O Ministério da Educação estabeleceu o Enem (Exame Nacional do Ensino Médio), com provas aplicadas em todo o território nacional, em sucessão ao "Provão", numa proposta de sistematização da avaliação do ensino médio que ainda não está sendo eficazmente implementada.

Esse exame é critério de seleção para a concessão de bolsas de estudo dos programas Prouni (Universidade para Todos) e FIES (Fundo de Financiamento ao Estudante do Ensino Su­­perior); provavelmente o que de melhor já se fez no rumo do acesso universal à educação superior no país, e que tem sido utilizado por várias instituições de ensino superior como complemento, ou etapa única, de seus vestibulares.

A concepção pedagógica das provas é boa, os conteúdos são trabalhados de modo que o estudante possa demonstrar seu domínio expressivo, ou seja, utilização da norma culta da língua portuguesa, das linguagens matemática, artística, científica e, ao menos, uma língua estrangeira, evitando-se o recurso a conceitos meramente decorados. Os testes têm sido razoáveis, avaliando com pertinência os conhecimentos e habilidades básicos esperados de um concluinte do ensino médio.
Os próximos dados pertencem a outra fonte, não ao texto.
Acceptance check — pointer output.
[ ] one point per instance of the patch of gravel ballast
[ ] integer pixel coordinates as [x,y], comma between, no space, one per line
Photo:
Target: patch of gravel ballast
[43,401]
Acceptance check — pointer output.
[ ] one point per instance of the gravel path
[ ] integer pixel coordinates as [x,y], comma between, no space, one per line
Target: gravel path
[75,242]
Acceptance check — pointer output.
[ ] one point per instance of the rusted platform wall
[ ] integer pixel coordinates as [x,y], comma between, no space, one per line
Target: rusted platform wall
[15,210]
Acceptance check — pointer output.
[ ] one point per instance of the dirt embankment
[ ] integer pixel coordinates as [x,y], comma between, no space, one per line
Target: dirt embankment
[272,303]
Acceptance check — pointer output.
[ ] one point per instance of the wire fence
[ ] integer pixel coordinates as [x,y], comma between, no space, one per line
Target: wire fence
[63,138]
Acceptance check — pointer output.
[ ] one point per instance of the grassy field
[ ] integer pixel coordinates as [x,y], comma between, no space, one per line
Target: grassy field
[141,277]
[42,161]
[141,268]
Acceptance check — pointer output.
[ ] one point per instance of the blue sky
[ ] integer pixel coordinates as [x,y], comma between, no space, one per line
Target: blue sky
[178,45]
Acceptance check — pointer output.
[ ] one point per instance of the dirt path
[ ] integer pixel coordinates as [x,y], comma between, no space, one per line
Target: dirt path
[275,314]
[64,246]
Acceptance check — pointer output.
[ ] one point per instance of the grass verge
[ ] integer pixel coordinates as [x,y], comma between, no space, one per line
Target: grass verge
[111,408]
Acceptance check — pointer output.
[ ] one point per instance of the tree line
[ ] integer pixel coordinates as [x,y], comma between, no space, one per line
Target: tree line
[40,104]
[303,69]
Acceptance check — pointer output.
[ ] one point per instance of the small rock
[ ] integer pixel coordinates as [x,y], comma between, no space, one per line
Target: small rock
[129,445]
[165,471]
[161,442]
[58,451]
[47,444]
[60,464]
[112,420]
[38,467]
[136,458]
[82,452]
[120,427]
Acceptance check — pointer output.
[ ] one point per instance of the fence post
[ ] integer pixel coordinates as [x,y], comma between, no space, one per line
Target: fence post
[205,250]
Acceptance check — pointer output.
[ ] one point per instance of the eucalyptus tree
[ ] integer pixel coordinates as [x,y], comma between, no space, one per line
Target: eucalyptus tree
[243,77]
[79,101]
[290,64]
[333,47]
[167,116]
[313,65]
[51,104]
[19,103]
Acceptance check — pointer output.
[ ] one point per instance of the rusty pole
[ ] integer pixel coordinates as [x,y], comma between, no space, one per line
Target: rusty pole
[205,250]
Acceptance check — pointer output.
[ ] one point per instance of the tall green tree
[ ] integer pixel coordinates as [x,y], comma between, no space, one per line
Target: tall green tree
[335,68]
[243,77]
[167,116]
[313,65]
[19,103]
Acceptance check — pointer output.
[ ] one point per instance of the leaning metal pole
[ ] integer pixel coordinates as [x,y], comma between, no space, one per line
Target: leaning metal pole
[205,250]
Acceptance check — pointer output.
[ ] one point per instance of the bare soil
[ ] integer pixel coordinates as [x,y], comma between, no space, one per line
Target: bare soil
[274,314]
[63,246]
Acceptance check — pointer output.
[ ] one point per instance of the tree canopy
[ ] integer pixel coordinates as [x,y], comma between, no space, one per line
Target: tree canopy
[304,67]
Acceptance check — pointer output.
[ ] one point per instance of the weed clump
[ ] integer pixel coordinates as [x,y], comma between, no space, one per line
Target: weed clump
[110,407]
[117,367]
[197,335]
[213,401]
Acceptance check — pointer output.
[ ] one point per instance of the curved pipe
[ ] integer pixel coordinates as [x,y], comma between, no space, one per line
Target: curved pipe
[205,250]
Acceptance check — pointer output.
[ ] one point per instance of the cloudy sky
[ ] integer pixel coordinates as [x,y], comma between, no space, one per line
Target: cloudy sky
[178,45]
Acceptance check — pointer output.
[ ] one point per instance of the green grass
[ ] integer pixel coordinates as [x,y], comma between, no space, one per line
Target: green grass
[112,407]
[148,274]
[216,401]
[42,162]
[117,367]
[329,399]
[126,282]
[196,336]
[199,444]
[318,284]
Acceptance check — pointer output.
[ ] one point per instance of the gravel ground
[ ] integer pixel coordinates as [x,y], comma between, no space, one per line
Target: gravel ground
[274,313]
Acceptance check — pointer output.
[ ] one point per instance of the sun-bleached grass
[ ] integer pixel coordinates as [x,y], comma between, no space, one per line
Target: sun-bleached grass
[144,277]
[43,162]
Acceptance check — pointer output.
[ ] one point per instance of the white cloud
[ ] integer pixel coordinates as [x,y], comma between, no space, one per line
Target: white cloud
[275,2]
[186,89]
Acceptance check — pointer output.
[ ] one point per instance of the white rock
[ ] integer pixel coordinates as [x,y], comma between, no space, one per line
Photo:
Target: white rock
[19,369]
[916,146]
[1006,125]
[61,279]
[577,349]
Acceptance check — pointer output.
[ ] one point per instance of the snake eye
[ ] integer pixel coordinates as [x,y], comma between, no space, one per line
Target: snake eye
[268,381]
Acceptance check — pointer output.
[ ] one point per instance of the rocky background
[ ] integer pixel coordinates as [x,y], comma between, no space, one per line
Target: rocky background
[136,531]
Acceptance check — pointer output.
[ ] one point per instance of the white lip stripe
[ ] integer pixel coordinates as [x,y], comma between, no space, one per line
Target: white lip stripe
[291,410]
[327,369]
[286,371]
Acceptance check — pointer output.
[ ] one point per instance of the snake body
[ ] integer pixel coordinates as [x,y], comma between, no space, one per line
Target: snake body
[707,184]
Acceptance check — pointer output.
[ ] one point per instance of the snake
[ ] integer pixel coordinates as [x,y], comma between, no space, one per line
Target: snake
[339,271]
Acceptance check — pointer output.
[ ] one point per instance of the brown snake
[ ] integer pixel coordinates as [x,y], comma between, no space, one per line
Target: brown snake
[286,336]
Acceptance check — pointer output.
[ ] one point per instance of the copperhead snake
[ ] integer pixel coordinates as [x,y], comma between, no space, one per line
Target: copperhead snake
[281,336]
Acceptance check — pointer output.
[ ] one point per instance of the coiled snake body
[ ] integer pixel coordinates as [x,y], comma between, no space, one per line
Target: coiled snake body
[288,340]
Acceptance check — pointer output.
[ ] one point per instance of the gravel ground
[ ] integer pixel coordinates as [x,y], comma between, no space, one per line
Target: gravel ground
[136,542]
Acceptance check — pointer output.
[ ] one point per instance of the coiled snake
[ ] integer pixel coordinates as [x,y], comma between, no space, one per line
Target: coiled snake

O Enem tem, no entanto, tropeçado continuamente em questões administrativas e logísticas, com vazamentos de informações, erros de impressão, falta de revisões adequadas, falhas de montagem dos gabaritos, boatos sobre perdas de provas, dificuldades para inscrição. Em que pese seja compreensível ocorrência eventual de imperfeições em um processo de alcance nacional, é preocupante o contínuo desvirtuamento da sua função de sinalizador do avanço ou retrocesso do processo educacional brasileiro.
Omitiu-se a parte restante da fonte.